Un premier prototype baptisé ARL-40 apparaît en février 1941 mais les essais montrent de nombreuses faiblesses mécaniques, une autonomie qui pourrait être améliorée et un armement jugé trop faible. Ses propres concepteurs s'interrogèrent sur la pertinence d'armer un char lourd d'un canon de 75mm alors que le char de bataille, le Renault G1R était armé du même canon.

On décida donc de l'armer d'un canon de 90mm. La firme Schneider partit de son canon antiaérien modèle 1926 pour mettre au point un nouveau canon adapté à une tourelle notamment la question du recul, le maniement des obus et l'extraction des fumées.

Les ingénieurs travaillant sur le char lourd de combat (CLC) profitèrent de ce contre-temps pour améliorer le chassis et la caisse qui disposa d'un blindage incliné et d'une nouvelle suspension. L'érgonomie fût également améliorée avec les conseils des britanniques plus avancés dans ce domaine.

Le canon de 90mm fût enfin prêt au printemps 1942 et installé sur six prototypes baptisés ARL-43 qui furent intensivement testés de la fin 1942 au début 1943.

Adopté en juin 1943 sous le nom d'ARL-44, ce char était un char de 55 tonnes, assez lent faute d'un moteur puissant (25 km/h en tout terrain et 40 km/h sur route) mais était puissamment armé avec un canon de 90mm et une mitrailleuse de 7.5mm en tourelle et une mitrailleuse de 7.5mm en caisse pour un équipage de cinq hommes dont trois en tourelle.

Ce char qui entra en service en mars 1944 remplaça les B1bis et ter au sein des Divisions Cuirassés (deux bataillons de 32 chars) et au sein de huit bataillons de réserve de quartier général, remplacement achevé en 1948. Son apparition inquiéta les allemands qui dévellopèrent un char de rupture connu sous le nom de Panzer VI Tiger armé d'un canon de 88mm, un char redoutable que l'ARL-44 apprit à respecter tout comme la Panzerwafe apprit à respecter le char français.

Le char de bataille est destiné à remplacer au sein des DC le Hotchkiss H-39. Plusieurs constructeurs sont sur les rangs comme Renault, Lorraine, Poniatowski-SEAM et BDR aboutissant à la réalisation de plusieurs prototypes présentés entre septembre 1940 et juin 1941.

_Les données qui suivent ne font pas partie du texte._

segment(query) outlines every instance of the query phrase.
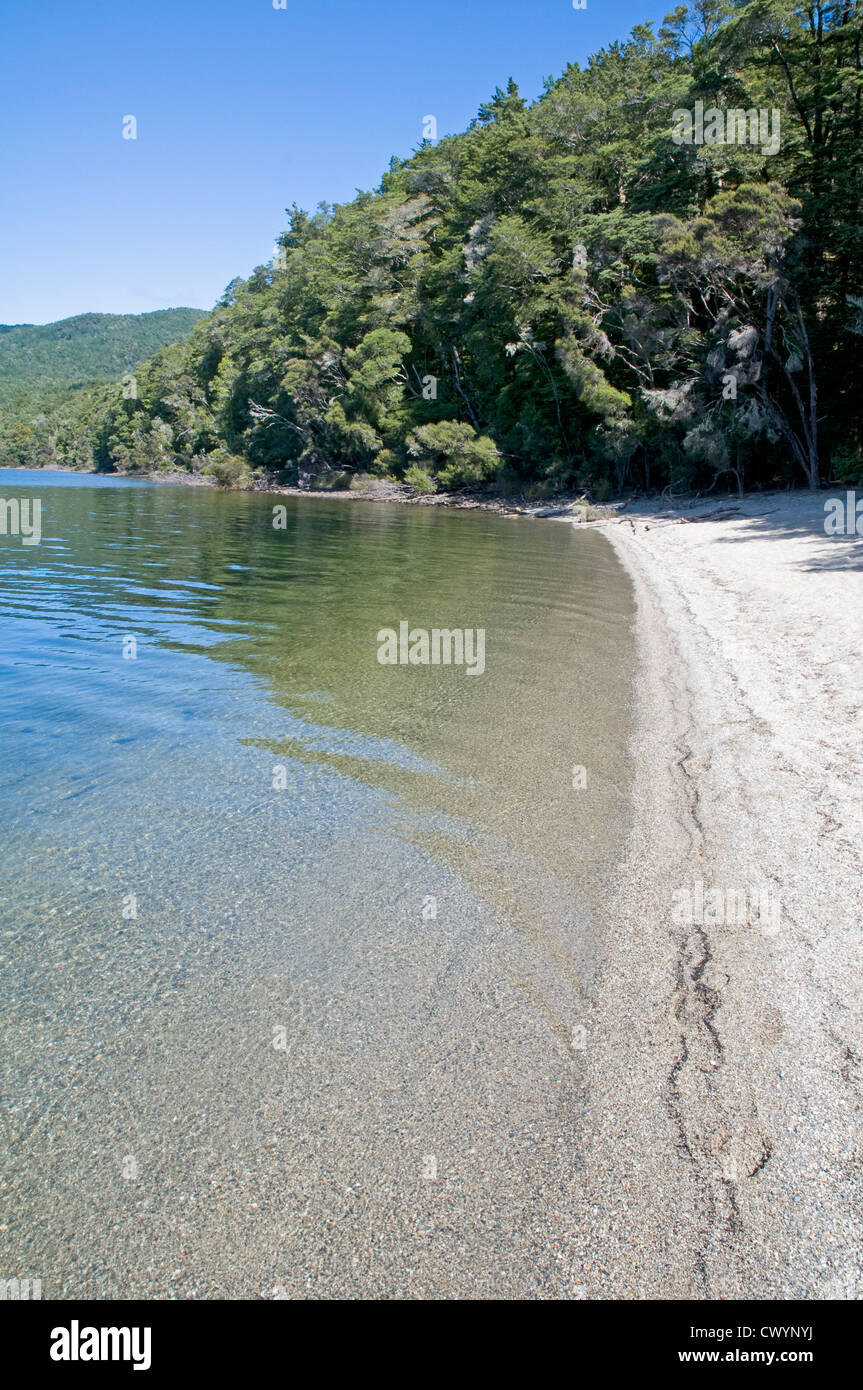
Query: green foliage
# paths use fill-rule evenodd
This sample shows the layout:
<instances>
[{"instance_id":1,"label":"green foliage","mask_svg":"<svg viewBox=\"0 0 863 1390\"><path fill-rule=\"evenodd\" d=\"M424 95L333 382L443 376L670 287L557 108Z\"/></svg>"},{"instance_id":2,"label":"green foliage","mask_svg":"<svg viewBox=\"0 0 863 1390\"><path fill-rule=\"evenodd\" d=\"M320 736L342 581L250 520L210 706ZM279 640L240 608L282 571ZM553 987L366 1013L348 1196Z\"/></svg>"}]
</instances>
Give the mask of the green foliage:
<instances>
[{"instance_id":1,"label":"green foliage","mask_svg":"<svg viewBox=\"0 0 863 1390\"><path fill-rule=\"evenodd\" d=\"M426 493L436 491L435 480L432 475L415 463L412 463L410 468L405 469L403 481L406 482L409 487L412 487L415 492Z\"/></svg>"},{"instance_id":2,"label":"green foliage","mask_svg":"<svg viewBox=\"0 0 863 1390\"><path fill-rule=\"evenodd\" d=\"M833 456L833 473L838 483L863 487L863 450L838 449Z\"/></svg>"},{"instance_id":3,"label":"green foliage","mask_svg":"<svg viewBox=\"0 0 863 1390\"><path fill-rule=\"evenodd\" d=\"M500 457L493 439L477 435L470 425L458 420L441 420L411 430L407 451L421 470L436 473L444 487L485 482Z\"/></svg>"},{"instance_id":4,"label":"green foliage","mask_svg":"<svg viewBox=\"0 0 863 1390\"><path fill-rule=\"evenodd\" d=\"M206 318L202 309L79 314L59 323L0 325L0 407L58 387L111 381Z\"/></svg>"},{"instance_id":5,"label":"green foliage","mask_svg":"<svg viewBox=\"0 0 863 1390\"><path fill-rule=\"evenodd\" d=\"M153 344L135 400L59 399L51 366L0 461L597 499L855 476L863 22L818 16L680 6L530 107L510 82L375 192L289 209L274 262ZM778 111L778 148L676 143L696 102Z\"/></svg>"},{"instance_id":6,"label":"green foliage","mask_svg":"<svg viewBox=\"0 0 863 1390\"><path fill-rule=\"evenodd\" d=\"M237 454L228 454L224 449L214 450L207 467L201 471L214 478L220 487L246 487L252 481L246 460Z\"/></svg>"}]
</instances>

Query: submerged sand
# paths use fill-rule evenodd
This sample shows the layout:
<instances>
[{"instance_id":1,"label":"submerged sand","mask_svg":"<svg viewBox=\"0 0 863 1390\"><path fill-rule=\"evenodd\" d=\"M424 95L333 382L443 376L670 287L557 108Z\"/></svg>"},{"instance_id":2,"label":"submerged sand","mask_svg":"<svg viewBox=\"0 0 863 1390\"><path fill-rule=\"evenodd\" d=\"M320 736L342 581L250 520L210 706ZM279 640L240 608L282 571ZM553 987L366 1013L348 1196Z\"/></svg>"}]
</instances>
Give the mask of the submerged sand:
<instances>
[{"instance_id":1,"label":"submerged sand","mask_svg":"<svg viewBox=\"0 0 863 1390\"><path fill-rule=\"evenodd\" d=\"M828 539L818 495L603 529L642 675L585 1296L859 1298L863 546ZM729 911L747 889L767 913Z\"/></svg>"}]
</instances>

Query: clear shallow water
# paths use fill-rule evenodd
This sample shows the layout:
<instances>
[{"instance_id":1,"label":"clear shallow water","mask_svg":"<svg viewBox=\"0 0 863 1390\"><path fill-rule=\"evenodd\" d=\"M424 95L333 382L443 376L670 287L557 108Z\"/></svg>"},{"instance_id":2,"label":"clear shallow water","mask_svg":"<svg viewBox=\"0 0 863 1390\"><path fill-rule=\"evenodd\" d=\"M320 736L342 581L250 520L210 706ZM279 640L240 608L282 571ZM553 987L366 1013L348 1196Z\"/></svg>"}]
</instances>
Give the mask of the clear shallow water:
<instances>
[{"instance_id":1,"label":"clear shallow water","mask_svg":"<svg viewBox=\"0 0 863 1390\"><path fill-rule=\"evenodd\" d=\"M42 499L38 546L0 537L0 1273L525 1291L513 1231L577 1175L624 829L611 548L18 470L0 495ZM485 673L380 666L401 620L484 628Z\"/></svg>"}]
</instances>

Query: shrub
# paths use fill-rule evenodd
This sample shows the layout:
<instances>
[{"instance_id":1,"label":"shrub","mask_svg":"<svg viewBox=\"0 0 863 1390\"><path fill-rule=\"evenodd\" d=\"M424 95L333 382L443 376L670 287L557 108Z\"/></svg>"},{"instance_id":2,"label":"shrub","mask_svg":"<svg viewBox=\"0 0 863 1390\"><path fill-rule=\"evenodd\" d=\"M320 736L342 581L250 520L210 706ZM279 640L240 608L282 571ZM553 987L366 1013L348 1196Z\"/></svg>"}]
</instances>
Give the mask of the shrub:
<instances>
[{"instance_id":1,"label":"shrub","mask_svg":"<svg viewBox=\"0 0 863 1390\"><path fill-rule=\"evenodd\" d=\"M404 481L408 487L412 487L416 492L435 492L435 480L424 468L418 468L412 463L410 468L405 469Z\"/></svg>"},{"instance_id":2,"label":"shrub","mask_svg":"<svg viewBox=\"0 0 863 1390\"><path fill-rule=\"evenodd\" d=\"M513 497L524 490L524 478L515 468L505 464L498 470L497 485L504 497Z\"/></svg>"},{"instance_id":3,"label":"shrub","mask_svg":"<svg viewBox=\"0 0 863 1390\"><path fill-rule=\"evenodd\" d=\"M833 455L833 476L837 483L848 483L852 487L863 484L863 455L859 449L846 445Z\"/></svg>"},{"instance_id":4,"label":"shrub","mask_svg":"<svg viewBox=\"0 0 863 1390\"><path fill-rule=\"evenodd\" d=\"M339 492L342 488L353 487L353 475L343 468L330 468L326 473L318 473L309 484L312 492Z\"/></svg>"},{"instance_id":5,"label":"shrub","mask_svg":"<svg viewBox=\"0 0 863 1390\"><path fill-rule=\"evenodd\" d=\"M229 454L225 449L214 449L210 454L209 466L203 469L207 477L214 478L219 487L248 487L252 481L252 470L239 454Z\"/></svg>"},{"instance_id":6,"label":"shrub","mask_svg":"<svg viewBox=\"0 0 863 1390\"><path fill-rule=\"evenodd\" d=\"M458 420L419 425L407 437L407 451L424 471L436 472L444 487L484 482L500 460L493 439Z\"/></svg>"},{"instance_id":7,"label":"shrub","mask_svg":"<svg viewBox=\"0 0 863 1390\"><path fill-rule=\"evenodd\" d=\"M390 482L395 481L398 458L392 449L381 449L371 464L371 471L376 478L386 478Z\"/></svg>"},{"instance_id":8,"label":"shrub","mask_svg":"<svg viewBox=\"0 0 863 1390\"><path fill-rule=\"evenodd\" d=\"M554 483L546 479L544 482L527 483L523 495L528 502L547 502L555 492Z\"/></svg>"}]
</instances>

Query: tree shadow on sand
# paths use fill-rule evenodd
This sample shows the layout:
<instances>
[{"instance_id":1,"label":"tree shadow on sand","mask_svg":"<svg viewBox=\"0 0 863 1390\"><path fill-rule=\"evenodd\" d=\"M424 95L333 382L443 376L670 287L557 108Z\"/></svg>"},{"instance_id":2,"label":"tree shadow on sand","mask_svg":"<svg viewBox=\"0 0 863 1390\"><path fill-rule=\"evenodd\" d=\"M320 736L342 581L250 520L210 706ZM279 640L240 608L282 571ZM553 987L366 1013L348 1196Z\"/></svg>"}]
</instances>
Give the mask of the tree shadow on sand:
<instances>
[{"instance_id":1,"label":"tree shadow on sand","mask_svg":"<svg viewBox=\"0 0 863 1390\"><path fill-rule=\"evenodd\" d=\"M845 499L846 489L824 488L820 492L773 492L680 501L669 505L656 502L630 503L622 521L628 517L649 526L698 525L709 521L738 521L740 532L718 537L722 545L745 545L752 537L810 541L805 559L791 567L806 573L821 571L854 573L863 570L863 536L828 536L824 530L825 503L831 498ZM863 497L863 493L860 494ZM850 522L853 525L853 521Z\"/></svg>"}]
</instances>

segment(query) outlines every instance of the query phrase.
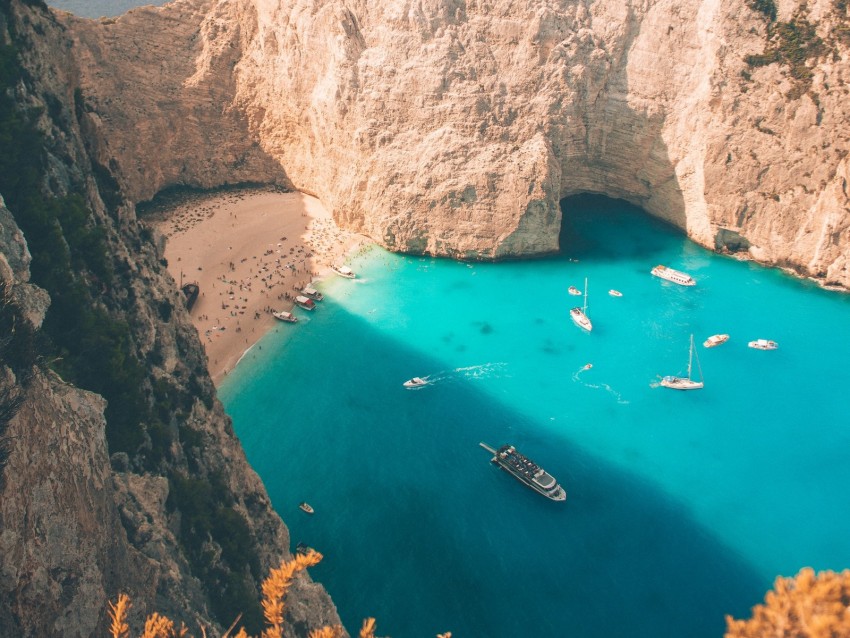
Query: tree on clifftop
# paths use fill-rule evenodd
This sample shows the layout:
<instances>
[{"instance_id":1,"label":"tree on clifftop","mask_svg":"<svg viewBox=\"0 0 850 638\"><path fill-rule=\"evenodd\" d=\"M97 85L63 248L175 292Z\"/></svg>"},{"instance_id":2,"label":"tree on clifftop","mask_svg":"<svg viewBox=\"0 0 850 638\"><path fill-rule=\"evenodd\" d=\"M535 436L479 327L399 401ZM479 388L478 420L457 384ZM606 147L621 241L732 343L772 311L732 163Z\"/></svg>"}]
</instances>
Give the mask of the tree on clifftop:
<instances>
[{"instance_id":1,"label":"tree on clifftop","mask_svg":"<svg viewBox=\"0 0 850 638\"><path fill-rule=\"evenodd\" d=\"M725 638L850 636L850 570L815 575L806 567L795 578L777 578L752 618L726 616L726 626Z\"/></svg>"}]
</instances>

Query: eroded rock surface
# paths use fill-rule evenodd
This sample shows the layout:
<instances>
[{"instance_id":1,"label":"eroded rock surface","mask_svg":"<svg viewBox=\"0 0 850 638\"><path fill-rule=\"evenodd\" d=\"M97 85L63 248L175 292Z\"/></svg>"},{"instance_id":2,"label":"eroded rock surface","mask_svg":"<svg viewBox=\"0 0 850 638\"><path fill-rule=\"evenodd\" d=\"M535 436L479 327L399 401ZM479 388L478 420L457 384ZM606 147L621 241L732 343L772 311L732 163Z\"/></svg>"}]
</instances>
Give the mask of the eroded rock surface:
<instances>
[{"instance_id":1,"label":"eroded rock surface","mask_svg":"<svg viewBox=\"0 0 850 638\"><path fill-rule=\"evenodd\" d=\"M389 248L498 258L557 250L559 200L595 192L847 286L840 7L178 0L68 22L131 198L291 180ZM749 64L783 24L823 41L807 70Z\"/></svg>"}]
</instances>

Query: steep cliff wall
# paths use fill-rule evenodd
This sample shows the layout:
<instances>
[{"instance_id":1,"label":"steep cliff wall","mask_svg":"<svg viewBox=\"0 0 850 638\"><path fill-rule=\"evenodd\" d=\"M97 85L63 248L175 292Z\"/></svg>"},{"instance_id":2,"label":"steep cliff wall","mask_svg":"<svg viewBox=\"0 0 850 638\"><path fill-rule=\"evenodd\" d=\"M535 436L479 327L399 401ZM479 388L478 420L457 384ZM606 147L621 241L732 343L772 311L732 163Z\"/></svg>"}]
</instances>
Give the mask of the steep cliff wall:
<instances>
[{"instance_id":1,"label":"steep cliff wall","mask_svg":"<svg viewBox=\"0 0 850 638\"><path fill-rule=\"evenodd\" d=\"M556 250L559 200L596 192L848 286L845 3L750 5L178 0L68 21L131 197L259 161L257 178L280 179L271 159L390 248L488 258ZM785 46L789 24L822 46ZM216 115L198 111L202 87L227 118L197 124ZM182 172L138 152L136 127L176 137L187 120L216 132L181 146ZM250 161L225 157L246 139Z\"/></svg>"},{"instance_id":2,"label":"steep cliff wall","mask_svg":"<svg viewBox=\"0 0 850 638\"><path fill-rule=\"evenodd\" d=\"M0 2L0 635L106 635L119 592L217 635L289 534L33 4ZM339 623L309 579L288 599L291 635Z\"/></svg>"}]
</instances>

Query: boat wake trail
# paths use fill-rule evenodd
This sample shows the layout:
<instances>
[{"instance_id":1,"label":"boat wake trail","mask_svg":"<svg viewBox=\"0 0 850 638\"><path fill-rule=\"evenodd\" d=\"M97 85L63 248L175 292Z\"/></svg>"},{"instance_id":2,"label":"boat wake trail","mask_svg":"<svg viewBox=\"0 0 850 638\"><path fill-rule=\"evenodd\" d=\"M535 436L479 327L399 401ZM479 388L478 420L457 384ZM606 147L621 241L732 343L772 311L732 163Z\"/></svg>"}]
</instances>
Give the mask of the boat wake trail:
<instances>
[{"instance_id":1,"label":"boat wake trail","mask_svg":"<svg viewBox=\"0 0 850 638\"><path fill-rule=\"evenodd\" d=\"M428 385L456 383L466 379L495 379L504 376L502 372L506 367L506 363L482 363L477 366L441 370L422 378L428 382Z\"/></svg>"},{"instance_id":2,"label":"boat wake trail","mask_svg":"<svg viewBox=\"0 0 850 638\"><path fill-rule=\"evenodd\" d=\"M457 376L466 379L483 379L485 377L500 377L499 374L507 367L506 363L482 363L477 366L467 366L465 368L455 368L452 370Z\"/></svg>"},{"instance_id":3,"label":"boat wake trail","mask_svg":"<svg viewBox=\"0 0 850 638\"><path fill-rule=\"evenodd\" d=\"M613 396L614 399L616 399L617 403L621 405L628 405L629 402L623 398L623 395L621 395L607 383L588 383L587 381L581 378L582 373L587 372L592 367L593 366L591 366L589 363L585 366L580 367L573 373L573 381L577 381L578 383L581 383L584 387L590 388L591 390L605 390L608 394Z\"/></svg>"}]
</instances>

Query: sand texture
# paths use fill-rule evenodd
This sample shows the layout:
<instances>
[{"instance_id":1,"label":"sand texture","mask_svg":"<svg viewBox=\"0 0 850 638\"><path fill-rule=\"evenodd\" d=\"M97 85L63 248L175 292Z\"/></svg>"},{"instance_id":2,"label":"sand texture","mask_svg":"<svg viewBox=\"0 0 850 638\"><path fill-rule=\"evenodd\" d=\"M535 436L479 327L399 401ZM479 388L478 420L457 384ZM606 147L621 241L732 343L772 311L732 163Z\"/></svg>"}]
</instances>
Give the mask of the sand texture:
<instances>
[{"instance_id":1,"label":"sand texture","mask_svg":"<svg viewBox=\"0 0 850 638\"><path fill-rule=\"evenodd\" d=\"M340 230L318 199L298 192L198 195L149 221L166 237L174 280L200 288L190 314L216 384L275 325L273 310L291 310L301 288L335 276L330 266L363 241Z\"/></svg>"}]
</instances>

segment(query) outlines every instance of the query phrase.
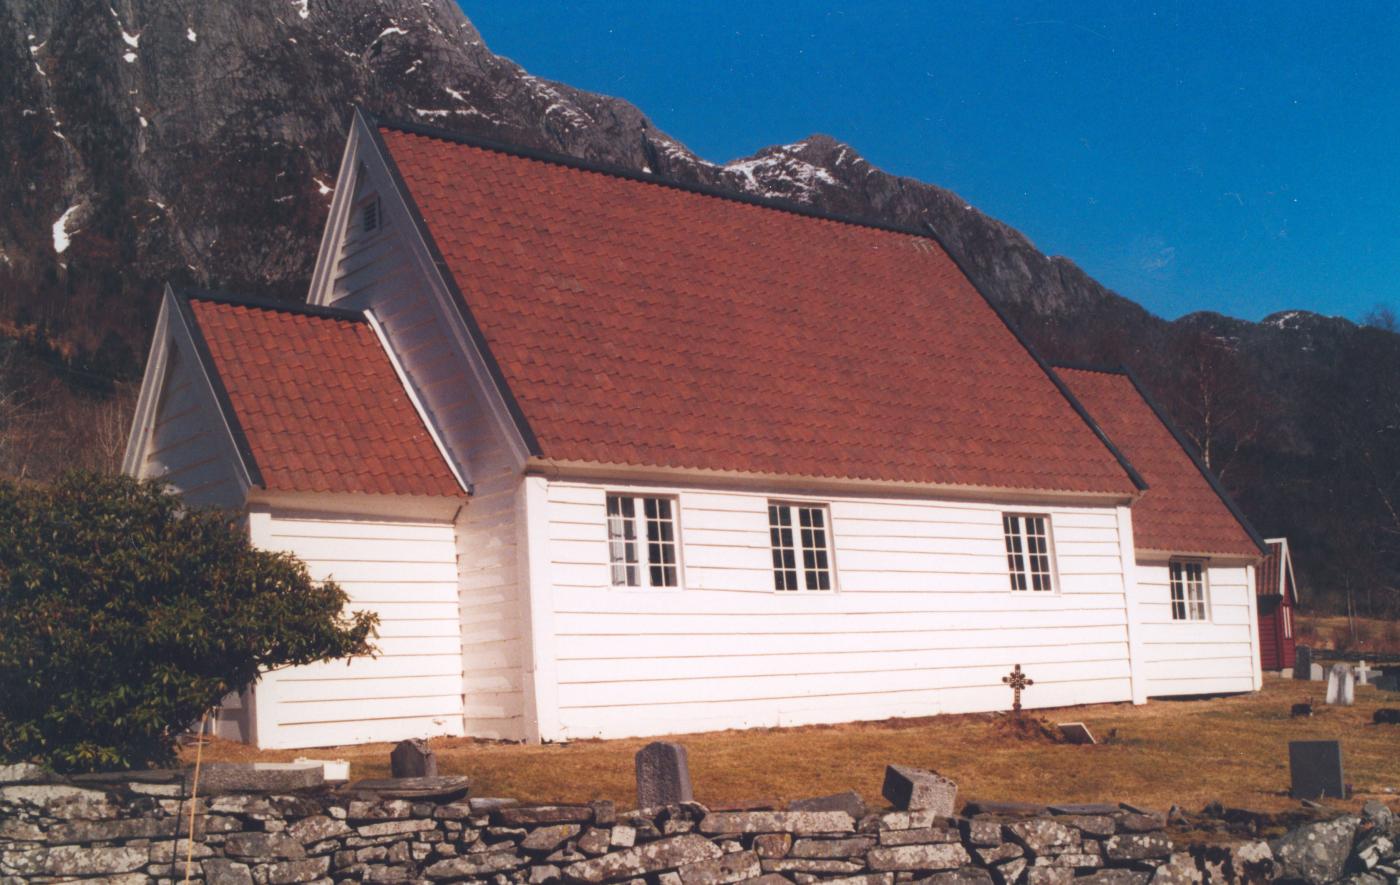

Les essais intensifs réalisés durant le deuxième semestre 1941 aboutissent à un compromis : le chassis du Renault G1R avec la tourelle FCL du Lorraine G1L jugée plus efficace et préservant l'avenir pour un canon plus puissant.

Chacune des huit DC va recevoir au sein de sa demi-brigade de combat 74 Renault-Lorraine G1L répartis en deux bataillons de 37 véhicules soit un total de 444 véhicules de première ligne plus des véhicules produits en version dépannage et poseurs de ponts plus un volant de fonctionnement.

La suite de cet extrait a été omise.